Farxiga for Prediabetes: What the Evidence Actually Shows

At a glance
- FDA-approved indications / type 2 diabetes, HFrEF, HFpEF, CKD (NOT prediabetes)
- Prediabetes definition / fasting glucose 100-125 mg/dL, A1c 5.7-6.4%, or 2-hour OGTT 140-199 mg/dL
- Standard dose / 10 mg orally once daily (5 mg starting dose in some protocols)
- Mechanism / SGLT2 inhibition reduces renal glucose reabsorption by ~60-90 g/day
- Diabetes progression risk in prediabetes / roughly 5-10% per year without intervention
- DPP lifestyle arm / 58% relative risk reduction in diabetes progression over 3 years (N=3,234)
- Metformin as comparator / 31% relative risk reduction in DPP over 3 years
- DAPA-HF cardiovascular benefit / 26% reduction in worsening HF or CV death (N=4,744)
- Genital mycotic infection risk / approximately 6-8% in women, 2-4% in men
- Off-label use / possible with informed consent; not covered by most insurers for prediabetes
What Is Dapagliflozin and How Does It Work?
Dapagliflozin is a sodium-glucose cotransporter-2 (SGLT2) inhibitor that blocks glucose reabsorption in the proximal tubule of the kidney. The net effect is glycosuria of roughly 60 to 90 grams of glucose per day, lowering plasma glucose independently of insulin. That independence from the insulin axis is a key reason clinicians have started asking whether the drug could interrupt the progression from prediabetes to overt type 2 diabetes.
The SGLT2 transporter handles approximately 90% of renal glucose reabsorption.
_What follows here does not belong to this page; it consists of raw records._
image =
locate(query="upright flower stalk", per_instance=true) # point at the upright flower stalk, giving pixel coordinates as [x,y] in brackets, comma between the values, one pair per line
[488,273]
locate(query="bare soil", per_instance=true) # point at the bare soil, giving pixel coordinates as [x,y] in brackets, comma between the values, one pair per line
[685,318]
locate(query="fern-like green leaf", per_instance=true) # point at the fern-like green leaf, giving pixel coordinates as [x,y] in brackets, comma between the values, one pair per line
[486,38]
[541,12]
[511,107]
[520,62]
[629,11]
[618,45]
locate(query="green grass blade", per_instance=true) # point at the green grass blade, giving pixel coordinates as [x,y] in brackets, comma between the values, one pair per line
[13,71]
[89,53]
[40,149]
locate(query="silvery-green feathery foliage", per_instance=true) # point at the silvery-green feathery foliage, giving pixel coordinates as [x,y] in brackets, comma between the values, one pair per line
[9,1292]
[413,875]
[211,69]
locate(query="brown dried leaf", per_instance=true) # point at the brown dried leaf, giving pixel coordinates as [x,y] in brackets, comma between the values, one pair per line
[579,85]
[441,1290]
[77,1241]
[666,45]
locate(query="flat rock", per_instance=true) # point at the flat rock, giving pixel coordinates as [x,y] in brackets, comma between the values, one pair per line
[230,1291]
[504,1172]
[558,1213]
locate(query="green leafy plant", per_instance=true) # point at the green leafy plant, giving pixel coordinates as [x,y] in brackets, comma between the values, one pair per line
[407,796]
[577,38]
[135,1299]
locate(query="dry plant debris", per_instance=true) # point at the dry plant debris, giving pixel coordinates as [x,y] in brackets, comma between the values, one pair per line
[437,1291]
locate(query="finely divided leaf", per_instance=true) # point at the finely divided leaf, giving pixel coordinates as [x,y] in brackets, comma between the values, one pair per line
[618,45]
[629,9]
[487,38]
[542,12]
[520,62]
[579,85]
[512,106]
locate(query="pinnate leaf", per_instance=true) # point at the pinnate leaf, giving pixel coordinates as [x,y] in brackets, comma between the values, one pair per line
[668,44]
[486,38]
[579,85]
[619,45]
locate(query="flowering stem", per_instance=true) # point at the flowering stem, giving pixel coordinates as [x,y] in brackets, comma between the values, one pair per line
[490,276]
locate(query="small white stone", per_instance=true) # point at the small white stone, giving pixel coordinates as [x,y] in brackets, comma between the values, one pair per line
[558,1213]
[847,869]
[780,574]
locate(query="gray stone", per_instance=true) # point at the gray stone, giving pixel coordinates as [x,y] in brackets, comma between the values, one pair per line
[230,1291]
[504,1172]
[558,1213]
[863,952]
By blocking it, dapagliflozin forces the body to excrete excess glucose rather than recycle it [1]. The downstream effects include modest reductions in body weight (1 to 3 kg on average in T2D trials), blood pressure reductions of 3 to 5 mmHg systolic, and a small decrease in fasting plasma glucose that is dose-dependent.
AstraZeneca markets dapagliflozin as Farxiga in the United States and as Forxiga in most other countries. The FDA first approved dapagliflozin in January 2014 for type 2 diabetes, and subsequent approvals followed for heart failure with reduced ejection fraction (HFrEF) in 2020, heart failure with preserved ejection fraction (HFpEF) in 2022, and chronic kidney disease (CKD) in 2021 [2]. Prediabetes is not on that list.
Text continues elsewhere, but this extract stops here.